Fix intermittent hot-reload test failures caused by metadata initialization race condition#3302
aaronburtle wants to merge 5 commits intomainfrom
dev/aaronburtle/hot-reload-test-internalservererror

Conversation

@aaronburtle
Copy link
Contributor

Why make this change?

Related to #2992

Some flakey tests were being masked by faster initialization when the task they were in was isolated. When we refactored the tests to lower the overall runtime in this PR #3245 these flakey tests were eventually revealed.
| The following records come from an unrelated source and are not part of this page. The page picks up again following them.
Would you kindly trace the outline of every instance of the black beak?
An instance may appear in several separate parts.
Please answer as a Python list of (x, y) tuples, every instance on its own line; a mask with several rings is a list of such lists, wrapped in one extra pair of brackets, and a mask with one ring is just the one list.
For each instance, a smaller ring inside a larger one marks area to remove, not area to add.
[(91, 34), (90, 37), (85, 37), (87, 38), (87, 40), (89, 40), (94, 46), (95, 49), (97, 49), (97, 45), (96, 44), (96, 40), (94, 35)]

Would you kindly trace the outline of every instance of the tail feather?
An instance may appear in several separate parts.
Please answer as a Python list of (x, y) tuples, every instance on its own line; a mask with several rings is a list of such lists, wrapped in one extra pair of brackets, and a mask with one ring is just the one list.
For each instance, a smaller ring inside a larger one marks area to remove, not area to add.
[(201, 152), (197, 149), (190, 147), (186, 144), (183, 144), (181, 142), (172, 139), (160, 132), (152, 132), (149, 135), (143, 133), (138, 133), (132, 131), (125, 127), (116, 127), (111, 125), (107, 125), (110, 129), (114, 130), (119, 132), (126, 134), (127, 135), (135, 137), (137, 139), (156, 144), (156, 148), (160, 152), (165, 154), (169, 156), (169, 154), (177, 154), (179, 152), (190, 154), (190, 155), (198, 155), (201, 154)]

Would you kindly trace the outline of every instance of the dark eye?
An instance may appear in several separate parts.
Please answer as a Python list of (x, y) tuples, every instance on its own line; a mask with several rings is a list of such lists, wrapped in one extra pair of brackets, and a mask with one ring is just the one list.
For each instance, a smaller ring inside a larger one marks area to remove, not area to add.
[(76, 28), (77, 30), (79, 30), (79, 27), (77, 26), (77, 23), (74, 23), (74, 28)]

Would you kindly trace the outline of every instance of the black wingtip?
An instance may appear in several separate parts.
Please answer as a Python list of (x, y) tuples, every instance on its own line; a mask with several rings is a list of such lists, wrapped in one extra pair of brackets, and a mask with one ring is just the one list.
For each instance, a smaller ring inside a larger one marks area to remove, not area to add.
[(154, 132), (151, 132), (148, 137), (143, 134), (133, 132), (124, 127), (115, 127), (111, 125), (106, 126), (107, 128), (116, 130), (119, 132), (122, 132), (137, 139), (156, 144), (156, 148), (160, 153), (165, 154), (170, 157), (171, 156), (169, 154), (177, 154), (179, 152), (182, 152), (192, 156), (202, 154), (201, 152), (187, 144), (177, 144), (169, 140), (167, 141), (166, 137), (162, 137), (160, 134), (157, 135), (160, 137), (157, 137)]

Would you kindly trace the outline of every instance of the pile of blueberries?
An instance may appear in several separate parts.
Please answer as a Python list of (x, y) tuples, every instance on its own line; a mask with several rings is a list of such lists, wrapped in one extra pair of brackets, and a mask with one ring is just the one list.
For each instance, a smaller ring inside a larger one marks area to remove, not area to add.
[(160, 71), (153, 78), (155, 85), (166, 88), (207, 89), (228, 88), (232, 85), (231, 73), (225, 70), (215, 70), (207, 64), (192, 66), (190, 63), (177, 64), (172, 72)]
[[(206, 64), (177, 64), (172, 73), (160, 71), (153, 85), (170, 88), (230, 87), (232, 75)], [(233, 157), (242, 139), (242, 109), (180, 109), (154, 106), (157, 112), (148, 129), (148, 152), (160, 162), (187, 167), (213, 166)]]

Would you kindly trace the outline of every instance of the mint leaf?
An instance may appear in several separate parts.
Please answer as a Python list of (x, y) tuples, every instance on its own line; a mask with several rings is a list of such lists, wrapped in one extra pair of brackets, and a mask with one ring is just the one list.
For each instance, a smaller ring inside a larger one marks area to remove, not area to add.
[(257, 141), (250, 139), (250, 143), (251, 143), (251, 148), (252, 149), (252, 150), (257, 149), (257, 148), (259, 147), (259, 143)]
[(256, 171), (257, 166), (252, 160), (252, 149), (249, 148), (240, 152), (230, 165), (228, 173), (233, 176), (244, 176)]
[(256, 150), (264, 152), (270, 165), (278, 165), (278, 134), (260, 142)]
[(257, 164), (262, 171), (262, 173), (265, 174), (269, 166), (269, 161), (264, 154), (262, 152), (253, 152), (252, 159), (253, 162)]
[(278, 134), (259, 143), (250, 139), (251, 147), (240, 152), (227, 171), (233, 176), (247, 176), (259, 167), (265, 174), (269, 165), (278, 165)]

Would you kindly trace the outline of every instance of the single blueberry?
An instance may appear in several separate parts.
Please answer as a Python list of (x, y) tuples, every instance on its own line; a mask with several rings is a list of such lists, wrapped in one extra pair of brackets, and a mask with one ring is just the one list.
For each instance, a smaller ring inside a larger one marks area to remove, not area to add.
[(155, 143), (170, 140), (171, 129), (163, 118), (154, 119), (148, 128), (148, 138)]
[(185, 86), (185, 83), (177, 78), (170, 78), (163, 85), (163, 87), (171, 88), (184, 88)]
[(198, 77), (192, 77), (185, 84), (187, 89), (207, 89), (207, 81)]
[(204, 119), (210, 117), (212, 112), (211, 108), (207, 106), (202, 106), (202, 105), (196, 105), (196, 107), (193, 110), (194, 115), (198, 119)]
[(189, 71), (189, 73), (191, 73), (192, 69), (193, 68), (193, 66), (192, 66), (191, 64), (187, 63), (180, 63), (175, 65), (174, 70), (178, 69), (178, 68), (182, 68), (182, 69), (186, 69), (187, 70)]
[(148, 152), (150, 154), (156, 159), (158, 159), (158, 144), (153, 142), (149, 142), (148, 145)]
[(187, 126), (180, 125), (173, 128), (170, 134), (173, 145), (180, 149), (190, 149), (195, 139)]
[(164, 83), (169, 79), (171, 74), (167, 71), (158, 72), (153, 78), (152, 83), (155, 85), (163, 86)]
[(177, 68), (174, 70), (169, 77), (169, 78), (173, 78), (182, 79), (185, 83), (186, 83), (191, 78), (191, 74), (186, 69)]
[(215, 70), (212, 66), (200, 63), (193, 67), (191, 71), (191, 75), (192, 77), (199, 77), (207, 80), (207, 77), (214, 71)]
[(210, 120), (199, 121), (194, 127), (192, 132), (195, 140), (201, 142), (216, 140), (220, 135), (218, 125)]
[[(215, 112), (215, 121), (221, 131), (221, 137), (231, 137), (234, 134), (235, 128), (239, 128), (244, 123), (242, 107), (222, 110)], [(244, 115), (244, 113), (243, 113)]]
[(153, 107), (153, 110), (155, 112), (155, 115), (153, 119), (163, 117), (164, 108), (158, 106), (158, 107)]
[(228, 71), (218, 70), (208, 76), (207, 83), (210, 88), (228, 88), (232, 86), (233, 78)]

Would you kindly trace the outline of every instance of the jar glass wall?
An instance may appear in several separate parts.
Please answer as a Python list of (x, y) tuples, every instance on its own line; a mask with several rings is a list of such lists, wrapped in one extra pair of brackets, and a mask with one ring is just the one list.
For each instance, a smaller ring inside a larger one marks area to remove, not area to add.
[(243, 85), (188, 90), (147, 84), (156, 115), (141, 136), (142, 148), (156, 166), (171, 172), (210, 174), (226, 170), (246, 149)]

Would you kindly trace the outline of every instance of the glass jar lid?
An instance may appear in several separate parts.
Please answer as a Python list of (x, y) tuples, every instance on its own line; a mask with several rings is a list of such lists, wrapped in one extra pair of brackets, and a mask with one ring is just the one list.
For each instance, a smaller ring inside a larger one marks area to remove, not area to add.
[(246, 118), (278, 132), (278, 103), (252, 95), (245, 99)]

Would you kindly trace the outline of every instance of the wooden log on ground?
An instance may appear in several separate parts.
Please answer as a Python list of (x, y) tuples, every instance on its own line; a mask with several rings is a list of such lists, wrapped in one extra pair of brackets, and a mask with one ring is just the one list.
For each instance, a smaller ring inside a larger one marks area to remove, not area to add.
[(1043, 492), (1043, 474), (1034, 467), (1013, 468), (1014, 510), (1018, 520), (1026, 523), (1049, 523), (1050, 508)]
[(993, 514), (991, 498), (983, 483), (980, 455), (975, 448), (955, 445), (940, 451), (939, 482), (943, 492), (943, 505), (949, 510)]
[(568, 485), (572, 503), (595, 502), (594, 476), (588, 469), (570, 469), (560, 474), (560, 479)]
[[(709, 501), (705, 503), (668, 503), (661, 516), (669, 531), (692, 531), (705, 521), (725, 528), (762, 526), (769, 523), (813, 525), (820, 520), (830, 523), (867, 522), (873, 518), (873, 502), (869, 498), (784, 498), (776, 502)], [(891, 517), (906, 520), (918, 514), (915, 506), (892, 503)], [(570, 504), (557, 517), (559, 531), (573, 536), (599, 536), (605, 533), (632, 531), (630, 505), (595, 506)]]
The root cause was a race condition: after a successful hot-reload, WaitForConditionAsync detects the "Validated hot-reloaded configuration file" console message and returns, but the engine's metadata providers have not fully re-initialized yet. An immediate HTTP request can arrive before the metadata is ready, causing a 500 error.

What is this change?

Added retry logic to the three non-ignored tests that make HTTP calls expecting success responses immediately after hot-reload:

  • HotReloadConfigRuntimePathsEndToEndTest: REST and GraphQL calls now retry up to 5 times with 1 second delays
  • HotReloadConfigConnectionString: REST call now uses WaitForRestEndpointAsync helper
  • HotReloadConfigDatabaseType: REST call now uses WaitForRestEndpointAsync helper

Added a shared WaitForRestEndpointAsync helper method that polls a REST endpoint until it returns the expected status code (5 retries, 1 second delay).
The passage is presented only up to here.